# Considering buying small ewe lamb



## Trish44 (Mar 30, 2014)

I'm going to be buying my first two lambs soon & have chosen one ewe lamb already, they're Katahdins. I'm looking at another lamb that is a twin ewe lamb that was born weighing only 3.5 lbs, the other ram twin weighed 5.5 pounds. The breeder says she is doing very well & going out to the pasture with the mom & all. So far she looks to be doing well despite her small size. My question is do small twin lambs that are born small like that usually catch up in size & do OK? I really like the coloring of this little ewe & if she is healthy despite her size I would really like to get her. I won't be getting either lamb until they're weaned, so this one does have time to do some growing & filling out. Any advice on this would be greatly appreciated since I'm new to sheep.


----------



## SheepGirl (Apr 1, 2014)

For one, that is really tiny birth weights for twins born to a Katahdin. Twins should be in the 7-9 lb range each (not total litter weight) for a ewe that is 140-150 lbs or more. I had a ewe who weighed 104.2 lbs in mid November give birth to twins in mid March weighing 5.0 lbs and 7.6 lbs. Yes they were small in comparison to the rest of my lambs, but they were still active and strong and growing well. The reason for this ewe's small birth weights? Could be the ram she was bred to, could be a lack of proper nutrition, etc.

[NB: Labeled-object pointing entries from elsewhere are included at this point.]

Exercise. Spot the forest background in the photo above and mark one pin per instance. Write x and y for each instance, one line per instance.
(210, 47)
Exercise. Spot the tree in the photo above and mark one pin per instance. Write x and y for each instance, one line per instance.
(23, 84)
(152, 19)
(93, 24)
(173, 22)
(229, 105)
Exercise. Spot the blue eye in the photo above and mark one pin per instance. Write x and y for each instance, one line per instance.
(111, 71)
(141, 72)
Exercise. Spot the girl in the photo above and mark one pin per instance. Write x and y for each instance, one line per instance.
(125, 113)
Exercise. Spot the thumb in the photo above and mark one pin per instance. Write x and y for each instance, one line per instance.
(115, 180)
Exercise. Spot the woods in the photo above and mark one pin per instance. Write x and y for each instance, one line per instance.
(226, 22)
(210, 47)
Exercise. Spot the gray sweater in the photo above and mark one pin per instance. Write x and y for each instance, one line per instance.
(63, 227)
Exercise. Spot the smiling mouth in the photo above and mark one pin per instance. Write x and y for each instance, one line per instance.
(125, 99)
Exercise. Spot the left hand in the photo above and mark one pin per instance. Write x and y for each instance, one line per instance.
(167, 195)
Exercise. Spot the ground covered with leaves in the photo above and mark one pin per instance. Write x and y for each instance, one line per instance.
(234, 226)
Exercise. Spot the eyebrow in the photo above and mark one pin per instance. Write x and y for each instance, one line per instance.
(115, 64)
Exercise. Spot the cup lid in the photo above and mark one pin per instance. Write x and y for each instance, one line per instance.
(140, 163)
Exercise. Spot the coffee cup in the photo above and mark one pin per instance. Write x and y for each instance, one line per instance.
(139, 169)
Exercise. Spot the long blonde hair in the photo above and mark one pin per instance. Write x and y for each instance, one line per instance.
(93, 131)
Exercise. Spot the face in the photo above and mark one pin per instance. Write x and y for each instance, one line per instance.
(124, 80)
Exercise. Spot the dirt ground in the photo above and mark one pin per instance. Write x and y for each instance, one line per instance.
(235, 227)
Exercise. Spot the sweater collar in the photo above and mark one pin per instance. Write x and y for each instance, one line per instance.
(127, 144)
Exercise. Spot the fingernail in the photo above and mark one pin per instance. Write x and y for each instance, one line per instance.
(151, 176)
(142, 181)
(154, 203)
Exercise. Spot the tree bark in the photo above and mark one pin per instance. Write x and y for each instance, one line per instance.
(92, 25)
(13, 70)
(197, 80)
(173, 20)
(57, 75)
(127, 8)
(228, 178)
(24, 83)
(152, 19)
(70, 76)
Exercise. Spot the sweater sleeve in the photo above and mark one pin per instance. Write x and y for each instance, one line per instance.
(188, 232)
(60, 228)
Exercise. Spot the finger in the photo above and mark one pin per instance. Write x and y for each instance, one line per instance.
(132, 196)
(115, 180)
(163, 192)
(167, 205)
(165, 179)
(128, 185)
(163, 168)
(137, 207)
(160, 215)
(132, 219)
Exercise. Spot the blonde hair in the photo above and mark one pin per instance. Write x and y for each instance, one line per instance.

Either way, I don't see this ewe becoming very big, due to the lack of proper nutrition her dam received in the last month of gestation or her sire throwing small babies.

If I were you, I would choose another ewe lamb that has a high pre-weaning average daily gain (birth weight subtracted from weaning weight; divide that total by the days of age at weaning). Try not to choose based on color... yes it makes them prettier to look at but you don't eat color nor does color raise lots of big healthy babies. It could potentially be different if you were using the wool, but Katahdins are a hair sheep, so really no use for color except for aesthetics. JMO.


----------